Le millepertuis comme antidépresseur

Le Brit Med J a publié récemment les résultats d’une étude randomisée en double aveugle sur l’utilisation du millepertuis (Hypericum perforatum) dans la dépression.

324 patients avec une dépression légère à modérée ont reçu pendant 6 semaines

  • soit le millepertuis (sous forme d’extrait): 500 mg d’extrait (correspondant à 1 mg d’hypericine) p.j. en deux prises,
  • soit l’imipramine: 150 mg p.j. en deux prises.
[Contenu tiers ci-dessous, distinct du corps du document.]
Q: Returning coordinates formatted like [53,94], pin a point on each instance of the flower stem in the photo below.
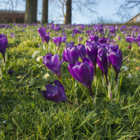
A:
[91,92]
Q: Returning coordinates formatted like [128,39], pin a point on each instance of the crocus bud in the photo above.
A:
[55,93]
[52,63]
[71,55]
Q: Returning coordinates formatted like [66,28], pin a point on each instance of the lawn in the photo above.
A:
[26,114]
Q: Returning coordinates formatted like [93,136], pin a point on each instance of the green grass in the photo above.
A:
[25,114]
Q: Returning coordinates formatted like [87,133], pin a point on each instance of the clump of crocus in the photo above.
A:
[55,93]
[80,39]
[102,40]
[71,44]
[3,44]
[116,60]
[45,36]
[71,55]
[83,72]
[82,50]
[52,63]
[91,49]
[102,63]
[57,40]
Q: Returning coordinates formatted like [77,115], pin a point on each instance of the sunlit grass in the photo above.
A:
[25,114]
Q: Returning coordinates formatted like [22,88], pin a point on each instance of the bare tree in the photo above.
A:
[45,11]
[84,6]
[124,11]
[31,11]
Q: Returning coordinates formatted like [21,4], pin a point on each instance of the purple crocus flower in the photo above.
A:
[116,60]
[64,38]
[72,35]
[55,93]
[70,55]
[91,49]
[88,32]
[3,44]
[102,61]
[12,35]
[102,40]
[83,72]
[45,36]
[57,41]
[52,63]
[82,50]
[76,31]
[71,44]
[80,39]
[10,72]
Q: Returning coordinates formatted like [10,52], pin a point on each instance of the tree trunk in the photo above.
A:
[45,12]
[67,18]
[31,11]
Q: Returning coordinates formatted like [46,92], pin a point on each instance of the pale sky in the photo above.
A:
[105,9]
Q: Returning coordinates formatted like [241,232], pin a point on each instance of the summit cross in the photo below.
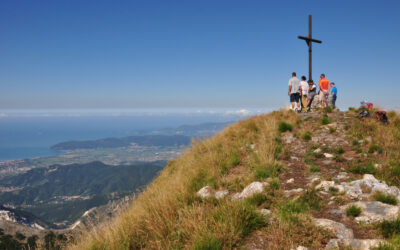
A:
[309,40]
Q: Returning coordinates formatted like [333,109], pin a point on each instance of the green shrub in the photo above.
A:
[306,136]
[315,169]
[369,169]
[291,210]
[274,185]
[325,120]
[208,243]
[258,200]
[272,170]
[353,210]
[328,109]
[390,228]
[311,200]
[235,160]
[284,126]
[385,198]
[340,150]
[333,190]
[375,148]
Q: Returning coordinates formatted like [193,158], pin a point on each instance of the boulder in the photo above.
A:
[355,189]
[205,192]
[373,211]
[340,230]
[252,189]
[221,194]
[353,244]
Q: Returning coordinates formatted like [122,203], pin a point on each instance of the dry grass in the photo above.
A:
[168,214]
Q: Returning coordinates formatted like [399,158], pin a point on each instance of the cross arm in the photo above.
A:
[307,39]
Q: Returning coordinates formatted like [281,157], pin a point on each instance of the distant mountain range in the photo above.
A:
[146,140]
[59,195]
[180,136]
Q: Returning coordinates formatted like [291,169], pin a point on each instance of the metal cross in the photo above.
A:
[309,40]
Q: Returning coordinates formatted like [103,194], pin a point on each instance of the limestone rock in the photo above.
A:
[341,231]
[252,189]
[221,194]
[291,192]
[265,212]
[300,248]
[318,150]
[374,211]
[353,244]
[205,192]
[342,176]
[355,189]
[291,180]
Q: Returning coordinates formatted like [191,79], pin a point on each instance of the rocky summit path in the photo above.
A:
[320,157]
[321,163]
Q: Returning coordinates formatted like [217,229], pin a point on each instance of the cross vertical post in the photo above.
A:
[309,40]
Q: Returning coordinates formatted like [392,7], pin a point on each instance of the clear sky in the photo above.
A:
[69,54]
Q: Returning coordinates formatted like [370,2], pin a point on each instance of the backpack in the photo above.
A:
[367,105]
[364,114]
[381,116]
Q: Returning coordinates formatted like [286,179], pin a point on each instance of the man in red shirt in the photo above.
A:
[324,87]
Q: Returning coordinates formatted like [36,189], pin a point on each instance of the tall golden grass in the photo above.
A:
[168,214]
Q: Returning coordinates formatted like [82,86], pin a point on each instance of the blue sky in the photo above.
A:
[95,54]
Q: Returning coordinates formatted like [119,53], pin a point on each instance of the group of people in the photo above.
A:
[302,92]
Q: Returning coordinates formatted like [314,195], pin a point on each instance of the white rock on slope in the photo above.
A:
[205,192]
[373,211]
[252,189]
[355,188]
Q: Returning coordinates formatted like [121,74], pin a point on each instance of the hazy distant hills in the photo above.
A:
[61,194]
[146,140]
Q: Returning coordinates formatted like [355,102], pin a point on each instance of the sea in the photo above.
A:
[30,133]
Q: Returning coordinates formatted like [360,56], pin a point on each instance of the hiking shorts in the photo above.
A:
[295,97]
[311,95]
[323,95]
Tant l’imipramine que le millepertuis ont eu un effet favorable sur la dépression, et cet effet était comprable pour les deux médicaments; le millepertuis était plus efficace sur les symptômes d’angoisse associés à la dépression. Les effets indésirables étaient plus fréquents chez les patients sous imipramine (63%) que chez ceux sous millepertuis (39%); la sécheresse de la bouche était l’effet indésirable le plus fréquemment rapporté dans les deux groupes (25% avec l’imipramine et 8% avec le millepertuis). Un nombre plus important de patients sous imipramine ont arrêté le traitement en raison d’effets indésirables par rapport au groupe sous millepertuis (16% versus 3%).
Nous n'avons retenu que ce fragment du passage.